Paraceratherium was a gigantic herbivore (plant eater) that lived in the subtropical woodlands and forests of Asia (including in Pakistan, India, China, Mongolia and Kazakhstan) between about 30 million years ago and 20 million years ago. It was an odd-toed ungulate (a member of the order Perissodactyla) and seems to have been related to rhinoceroses, although Paraceratherium did not have a horn.
While Paraceratherium may not have had a horn, one thing it did have was a truly gigantic body size. The animal stood around 25 feet (7.5 meters) from the ground, and even its shoulders were around 18 feet (5.5 meters) above the ground. Paraceratherium was probably around 28 feet (8 meters) in length, not counting its tail, and weighed somewhere between 10 tons and 20 tons. These statistics put Paraceratherium in the same size range as smaller sauropod dinosaurs, and as far as we know, Paraceratherium was the largest land mammal in history.

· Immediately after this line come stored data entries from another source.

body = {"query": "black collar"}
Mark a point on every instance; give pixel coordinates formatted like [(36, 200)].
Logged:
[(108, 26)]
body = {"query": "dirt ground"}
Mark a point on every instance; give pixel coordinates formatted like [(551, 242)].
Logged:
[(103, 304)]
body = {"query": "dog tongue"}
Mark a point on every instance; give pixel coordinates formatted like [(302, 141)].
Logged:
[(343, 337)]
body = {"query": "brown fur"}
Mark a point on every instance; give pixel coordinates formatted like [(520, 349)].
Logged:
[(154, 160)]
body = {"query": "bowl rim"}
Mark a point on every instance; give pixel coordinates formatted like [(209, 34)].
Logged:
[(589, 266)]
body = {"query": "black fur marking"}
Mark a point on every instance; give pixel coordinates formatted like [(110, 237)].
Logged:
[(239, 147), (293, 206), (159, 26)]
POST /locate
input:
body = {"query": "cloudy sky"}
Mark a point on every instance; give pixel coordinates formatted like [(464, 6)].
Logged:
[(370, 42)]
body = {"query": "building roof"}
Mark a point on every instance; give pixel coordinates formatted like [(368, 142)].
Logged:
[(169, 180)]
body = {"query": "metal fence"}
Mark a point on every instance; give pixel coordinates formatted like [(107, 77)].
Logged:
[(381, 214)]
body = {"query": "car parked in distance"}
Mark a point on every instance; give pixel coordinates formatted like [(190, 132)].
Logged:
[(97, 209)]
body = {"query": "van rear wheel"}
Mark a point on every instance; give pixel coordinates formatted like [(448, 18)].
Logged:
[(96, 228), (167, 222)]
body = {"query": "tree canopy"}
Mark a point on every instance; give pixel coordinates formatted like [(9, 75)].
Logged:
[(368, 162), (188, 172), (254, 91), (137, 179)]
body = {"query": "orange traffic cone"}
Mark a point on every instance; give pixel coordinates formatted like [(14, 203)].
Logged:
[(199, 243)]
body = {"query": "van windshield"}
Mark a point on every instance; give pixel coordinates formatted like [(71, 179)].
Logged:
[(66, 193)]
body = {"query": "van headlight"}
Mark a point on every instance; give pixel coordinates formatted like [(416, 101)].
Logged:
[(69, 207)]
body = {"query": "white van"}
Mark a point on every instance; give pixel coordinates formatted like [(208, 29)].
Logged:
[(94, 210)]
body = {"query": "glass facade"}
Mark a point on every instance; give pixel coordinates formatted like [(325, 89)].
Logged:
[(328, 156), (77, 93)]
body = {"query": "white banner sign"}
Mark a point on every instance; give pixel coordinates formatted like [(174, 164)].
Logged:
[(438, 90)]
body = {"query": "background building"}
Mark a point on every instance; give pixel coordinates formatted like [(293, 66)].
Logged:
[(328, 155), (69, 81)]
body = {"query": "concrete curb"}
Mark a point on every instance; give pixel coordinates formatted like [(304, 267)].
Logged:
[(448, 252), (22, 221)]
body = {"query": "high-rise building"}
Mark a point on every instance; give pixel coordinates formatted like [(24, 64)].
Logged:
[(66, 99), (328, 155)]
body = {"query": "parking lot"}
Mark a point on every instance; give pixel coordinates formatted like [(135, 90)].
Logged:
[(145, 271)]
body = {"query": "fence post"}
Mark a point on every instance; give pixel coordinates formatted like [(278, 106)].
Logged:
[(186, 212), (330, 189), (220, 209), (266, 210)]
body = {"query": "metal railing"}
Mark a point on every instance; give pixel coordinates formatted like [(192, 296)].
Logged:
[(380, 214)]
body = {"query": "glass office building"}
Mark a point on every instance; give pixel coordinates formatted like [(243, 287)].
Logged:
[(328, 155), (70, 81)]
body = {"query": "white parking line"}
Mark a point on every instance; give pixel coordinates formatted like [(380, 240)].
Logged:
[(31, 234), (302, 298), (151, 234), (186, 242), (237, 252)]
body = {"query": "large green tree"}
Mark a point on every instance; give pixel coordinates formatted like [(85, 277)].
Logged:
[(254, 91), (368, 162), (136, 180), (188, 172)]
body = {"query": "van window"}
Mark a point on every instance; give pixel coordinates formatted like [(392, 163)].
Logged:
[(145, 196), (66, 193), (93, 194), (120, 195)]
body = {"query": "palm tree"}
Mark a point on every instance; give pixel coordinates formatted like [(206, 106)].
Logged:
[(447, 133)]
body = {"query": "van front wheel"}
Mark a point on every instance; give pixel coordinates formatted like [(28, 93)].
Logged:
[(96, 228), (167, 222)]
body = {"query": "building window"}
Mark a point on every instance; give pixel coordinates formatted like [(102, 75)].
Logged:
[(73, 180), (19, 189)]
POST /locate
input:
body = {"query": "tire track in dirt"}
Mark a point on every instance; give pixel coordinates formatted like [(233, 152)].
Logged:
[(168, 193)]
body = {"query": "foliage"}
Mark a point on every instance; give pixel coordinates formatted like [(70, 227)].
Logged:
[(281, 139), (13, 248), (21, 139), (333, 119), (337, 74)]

In terms of food, Paraceratherium was probably a browser. We know that it lived in subtropical forests, its great height would have allowed it to reach the tops of many trees, and its teeth seemed to be designed for easily and quickly stripping leaves from tree branches.
The first description of Paraceratherium was made by Forster Cooper in 1911. Since then, fossils of a number of other similar animals were found both by Forster Cooper and other scientists. When these subsequent fossils were found, they were generally each given their own name. Today however it is widely believed that all these fossils belong to animals of the same genus, and although other names such as “Indricotherium”, “Baluchiterium”, “Indricothere” have all passed into popular usage, by scientific convention the first chosen name takes priority – which means (assuming these animals are from the same genus) that Paraceratherium is in fact the technically correct name.